Since 1894, when the concept was born, coupons have been part of the North American marketing world. The clever entrepreneur to first use this concept was Asa Candler, a druggist, who bought the formula for Coca-Cola that year. He gave out individual handwritten coupons for a free glass of this new fountain beverage. The next year, another assertive businessman, C.W. Post, began to promote his new health cereal with a once cent coupon, good towards the purchase of his new product Grape Nuts.
Coupons became a staple in American households by 1930, prompted by the Depression. The need to cut cost, especially the weekly grocery bill, made clipping coupons a necessity for many families. During the 1940’s, chain supermarkets started their growth across the country and continued on with the coupon tradition developed in the neighborhood food stores.

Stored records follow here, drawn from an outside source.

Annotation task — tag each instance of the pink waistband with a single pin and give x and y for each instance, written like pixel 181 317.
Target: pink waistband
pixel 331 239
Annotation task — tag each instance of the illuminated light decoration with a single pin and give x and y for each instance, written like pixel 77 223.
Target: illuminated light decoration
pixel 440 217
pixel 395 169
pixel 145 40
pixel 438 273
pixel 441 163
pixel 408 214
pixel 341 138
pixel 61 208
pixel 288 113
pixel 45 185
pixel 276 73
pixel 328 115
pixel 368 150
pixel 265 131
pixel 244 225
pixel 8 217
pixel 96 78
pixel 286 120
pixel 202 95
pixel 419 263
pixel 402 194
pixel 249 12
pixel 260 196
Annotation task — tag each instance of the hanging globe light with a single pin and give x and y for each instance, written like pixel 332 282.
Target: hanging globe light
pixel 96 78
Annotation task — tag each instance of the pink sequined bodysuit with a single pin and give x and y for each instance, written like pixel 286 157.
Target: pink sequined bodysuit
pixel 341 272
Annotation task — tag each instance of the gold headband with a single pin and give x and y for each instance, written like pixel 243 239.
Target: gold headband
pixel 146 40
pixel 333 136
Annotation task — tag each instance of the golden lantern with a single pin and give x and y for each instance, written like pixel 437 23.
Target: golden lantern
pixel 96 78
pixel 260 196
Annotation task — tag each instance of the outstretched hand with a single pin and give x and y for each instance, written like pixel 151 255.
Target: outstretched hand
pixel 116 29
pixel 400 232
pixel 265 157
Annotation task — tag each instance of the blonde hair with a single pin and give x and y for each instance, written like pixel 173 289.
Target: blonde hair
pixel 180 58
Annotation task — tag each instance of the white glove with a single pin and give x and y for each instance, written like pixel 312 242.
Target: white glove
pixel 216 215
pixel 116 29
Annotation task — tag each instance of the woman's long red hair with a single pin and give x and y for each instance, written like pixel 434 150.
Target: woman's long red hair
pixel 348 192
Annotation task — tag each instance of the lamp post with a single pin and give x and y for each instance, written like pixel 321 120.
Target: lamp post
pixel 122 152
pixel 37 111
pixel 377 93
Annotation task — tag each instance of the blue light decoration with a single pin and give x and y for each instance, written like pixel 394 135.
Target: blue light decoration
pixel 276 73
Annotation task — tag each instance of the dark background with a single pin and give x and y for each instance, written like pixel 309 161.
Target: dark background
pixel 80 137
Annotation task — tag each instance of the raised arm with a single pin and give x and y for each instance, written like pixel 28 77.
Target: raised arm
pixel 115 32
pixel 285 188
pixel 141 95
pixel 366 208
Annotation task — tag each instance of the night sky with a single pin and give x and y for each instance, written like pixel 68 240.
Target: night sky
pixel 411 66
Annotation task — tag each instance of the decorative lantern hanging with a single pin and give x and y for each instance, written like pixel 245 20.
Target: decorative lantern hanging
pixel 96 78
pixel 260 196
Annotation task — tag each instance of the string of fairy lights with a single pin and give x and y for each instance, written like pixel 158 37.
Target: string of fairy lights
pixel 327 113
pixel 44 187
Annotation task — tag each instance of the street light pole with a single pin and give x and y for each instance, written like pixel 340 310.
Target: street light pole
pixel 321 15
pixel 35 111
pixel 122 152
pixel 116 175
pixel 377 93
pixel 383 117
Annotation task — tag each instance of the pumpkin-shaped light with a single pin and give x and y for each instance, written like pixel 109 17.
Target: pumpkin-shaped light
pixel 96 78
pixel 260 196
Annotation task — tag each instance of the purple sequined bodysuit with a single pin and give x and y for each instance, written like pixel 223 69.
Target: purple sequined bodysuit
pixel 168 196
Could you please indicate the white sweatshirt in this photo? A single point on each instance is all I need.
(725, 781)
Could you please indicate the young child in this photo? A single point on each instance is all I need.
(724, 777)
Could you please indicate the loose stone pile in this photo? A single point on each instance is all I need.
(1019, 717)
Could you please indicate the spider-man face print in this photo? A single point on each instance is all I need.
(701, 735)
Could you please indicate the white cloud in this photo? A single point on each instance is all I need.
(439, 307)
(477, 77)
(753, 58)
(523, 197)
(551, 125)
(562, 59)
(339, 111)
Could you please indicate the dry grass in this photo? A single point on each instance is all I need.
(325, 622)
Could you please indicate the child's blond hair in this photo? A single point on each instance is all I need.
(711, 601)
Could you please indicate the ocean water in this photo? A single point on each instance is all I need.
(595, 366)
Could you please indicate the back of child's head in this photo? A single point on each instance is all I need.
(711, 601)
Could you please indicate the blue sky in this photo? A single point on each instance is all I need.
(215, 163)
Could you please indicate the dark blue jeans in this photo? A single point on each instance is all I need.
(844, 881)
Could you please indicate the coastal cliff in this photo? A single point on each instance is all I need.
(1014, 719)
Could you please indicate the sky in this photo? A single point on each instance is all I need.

In 1957, in response to the wide use of coupons, the Nielsen Coupon Clearing House was established, devoted entirely to the redemption of coupons. One-half of all Americans were coupon users by 1965, and ten years later, over 35 billion coupons were distributed in the U.S.A. By 1997, an astonishing 83% of all Americans use coupons. That year, according to statistics, consumers saved $2.9 billion by redeeming 4.8 billion coupons. Two years later, 1999, 81% of American households redeem grocery coupons weekly, and more than $3.6 billion coupons were redeemed in that year. Coupons continue to be an excellent marketing tool.